Interestingly enough I just stumbled upon an old IRC conversation where I was asking some PR questions to Robin “Roblimo” Mille, editor of NewsForge. It’s pretty old (the file date says April 2004), but I thought it was still interesting…

fplanque: should we position our product against the competition by mentioning competitor names and pros/cons

roblimo: fplanque, This is touchy. A company we’ll called “TinyLimp” to disguise their true identity is currently giving Linux great credibility by telling people to compare it to a product we’ll call “Doors."
How many people would not have considered Linux at all without reading the TinyLimp sponsored case studies that “prove” TinyLimp products are better?
Comparisons are good when you’re the underdog, but are usually not smart when you dominate a market.
(If any TinyLimp people are reading this, I hope you keep your present course, though.)
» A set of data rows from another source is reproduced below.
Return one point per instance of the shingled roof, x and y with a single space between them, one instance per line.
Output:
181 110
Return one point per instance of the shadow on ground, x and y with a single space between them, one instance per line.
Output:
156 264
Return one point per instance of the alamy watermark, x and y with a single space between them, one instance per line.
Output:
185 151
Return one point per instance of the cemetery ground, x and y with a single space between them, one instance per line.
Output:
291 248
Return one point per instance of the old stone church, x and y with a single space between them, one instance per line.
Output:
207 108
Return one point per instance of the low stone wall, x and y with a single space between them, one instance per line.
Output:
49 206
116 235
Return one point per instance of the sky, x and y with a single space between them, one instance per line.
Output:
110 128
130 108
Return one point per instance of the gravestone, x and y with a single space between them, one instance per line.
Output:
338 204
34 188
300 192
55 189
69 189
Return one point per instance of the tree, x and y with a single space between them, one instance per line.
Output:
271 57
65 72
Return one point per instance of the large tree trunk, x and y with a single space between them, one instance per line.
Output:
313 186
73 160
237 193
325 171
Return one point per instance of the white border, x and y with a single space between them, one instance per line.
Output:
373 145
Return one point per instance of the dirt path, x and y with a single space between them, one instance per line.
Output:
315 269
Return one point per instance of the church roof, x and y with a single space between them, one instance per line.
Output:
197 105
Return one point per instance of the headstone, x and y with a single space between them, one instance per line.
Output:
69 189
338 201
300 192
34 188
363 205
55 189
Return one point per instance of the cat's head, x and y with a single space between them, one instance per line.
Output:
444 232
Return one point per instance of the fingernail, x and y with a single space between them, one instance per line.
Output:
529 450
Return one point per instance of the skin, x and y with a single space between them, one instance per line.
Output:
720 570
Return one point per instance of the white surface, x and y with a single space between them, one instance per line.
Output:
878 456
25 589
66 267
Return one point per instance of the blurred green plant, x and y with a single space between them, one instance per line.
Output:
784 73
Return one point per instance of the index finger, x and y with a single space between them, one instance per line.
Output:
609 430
Let me add to this a bit….
Honest comparisons work, and dishonest ones don’t. Ad maven Jerry Della Femina once said nothing can sink a bad product faster than a big ad budget.
His example was a beer hardly anyone liked that his agency designed a successful campaign for.
The problem with PR and promo is that it can get people to try a product, but that’s all. If the product sucks, they’ll try it and kick it to the curb. Getting more people to try a bad product just makes it fail faster.
This is the underlying point, always: Stumbling, badly written PR for a great piece of software is always better that slick PR for crap.
PR is simply telling the world that your project exists.

fplanque: should we write different press releases for each journalist, making each one more focused on the interests and backgroung knowledge of a particular publication?

roblimo: That would be a lot of work. I’d say it’s more practical to write press release for different types of publications.
Think of a guitar notation program. You’d make one press release for music pubs, another for software pubs – and if it’s FOSS, yet another one for FOSS pubs, which is where a plea for developers or testers might be best.


Comments from long ago:

Comment from: Anonymous

I disagree with the opinion that weak promo for a good product is better than a great PR for a bad product. As you mentioned the relation that a good promo for a bad product makes it fail faster and that´s good cause you can react faster, remove it faster from the market and avoid more damage to your company. So for me it´s essential to always have good promotion. Anyway you promo your products cause you are convinced that they are useful to the costumers somehow, but the acceptabillity can only be revealed under the real, brutal conditions of the markets.

2008-08-25 11-36

Comment from: Home Based MLM

I would agree with Anonymous. PR will, more often than not, attribute to the success of a product. For example, there a lot of video games that don’t become as hugely successful as those from a popular series, even though they are as good or even better, simply because they lack PR and are spread only by word of mouth.